Ideally, you now understand how cryogenic tempering works! Congratulations. What remains after treatment in the case of steel is a much stronger, denser atomic structure – sort of completing the transformation that simple heat-treating is unable to do. Further, by removing retained austenite, the crystal structure is more consistent and retained stress between the austenite and martenstite is removed, leaving behind a number of mechanical benefits in addition to increased hardness.
Cryogenically Tempering Tungsten Carbide
Now back to tungsten carbide and how cryogenic tempering can have tremendously positive effects for audiophile applications. With your possibly newfound understanding of cryogenically treating steel, you may ask – “ok, but if cryogenic tempering works by transforming the relationship between iron and carbon, where’s the iron in tungsten carbide?” That is a great question!

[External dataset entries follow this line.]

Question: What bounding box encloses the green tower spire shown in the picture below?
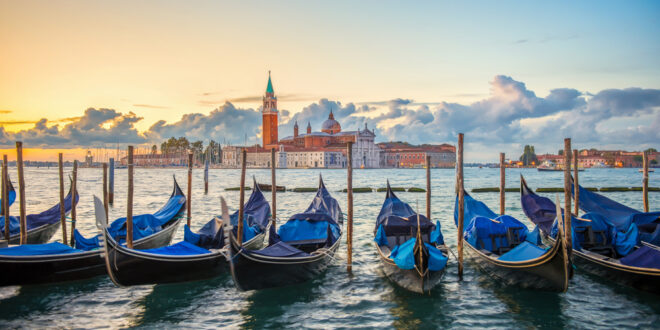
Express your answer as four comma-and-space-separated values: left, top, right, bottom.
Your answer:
266, 70, 275, 94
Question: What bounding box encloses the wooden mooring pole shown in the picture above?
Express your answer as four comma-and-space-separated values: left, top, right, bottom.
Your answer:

In fact, there is no iron in tungsten carbide, but there is something in addition to carbon and tungsten – cobalt. In order to render pure tungsten carbide less brittle, “tungsten carbide” materials such as the bearings used in TuneBlocks are actually “cemented carbides,” or tungsten carbide particles suspended within a cobalt matrix. Recent studies at Pennsylvania State University and Arizona State University demonstrate conclusively that cryogenically tempering tungsten carbide improves durability on an order of magnitude similar to increases in steel strength – pretty incredible considering that tungsten carbide is already incredibly durable.
Exactly why cryogenically treating tungsten carbide works is still up for debate. One theory is that since cobalt is next to iron on the Periodic Table and has similar properties at the atomic level (including lattice structures), it possibly reacts in the same way that iron reacts to changes in temperature. Other researchers point to a reduction in residual stress in the material as the potential cause of the increased wear resistance.
When we at Boston Audio Design started researching the cryogenic tempering of tungsten carbide, we contacted one of the most respected cryogenic labs in the country and were lucky to find someone at the company who was also interested in the audiophile applications of cryogenic treatment. In fact, he tells us that some manufacturers send their vacuum tubes to his company for treatment (a trade secret of at least a few equipment manufacturers apparently). While it may seem from this article that “cryogenic tempering” is just one process, there are in fact many variations of the technique that include not only the destination temperature, but how long the material is held at the temperature, how quickly it is cooled, how quickly it is warmed, and whether additional heat is applied after cooling.
We tried a variety of cryogenic techniques and determined that one in particular gave the results we were looking for. The result was nothing less than the first commercially viable performance improvement we have been able to find to the component/footer interface. We’re still exploring exactly why our cryogenic process yields the results that it does, but we suspect that the same mechanisms that make tungsten carbide stronger as the result of treatment (changes to the cobalt binder, changes in the crystal lattice structure) also affect the material’s ability to conduct vibration from the components and into the graphite block. As we learned earlier in this paper, the more efficient the medium for channeling energy, the more effective graphite can be at dissipating it.
By adapting some of the most recent advances in cryogenic tempering and applying them to audiophile ends, we are able to bring to market our highest performance TuneBlock yet – the SE. With more than twice the graphite mass of the standard TuneBlock and a 50% larger bearing that has been cryogenically tempered according to our emersion process, we feel that the SE represents the logical fulfillment of the TuneBlock design… and one of the highest performance footer systems available.
Boston Audio Design was the first to bring pure carbon graphite and tungsten carbide together into a high performance audio product. We will continue to search for the “next frontier” in audiophile performance – wherever we find it.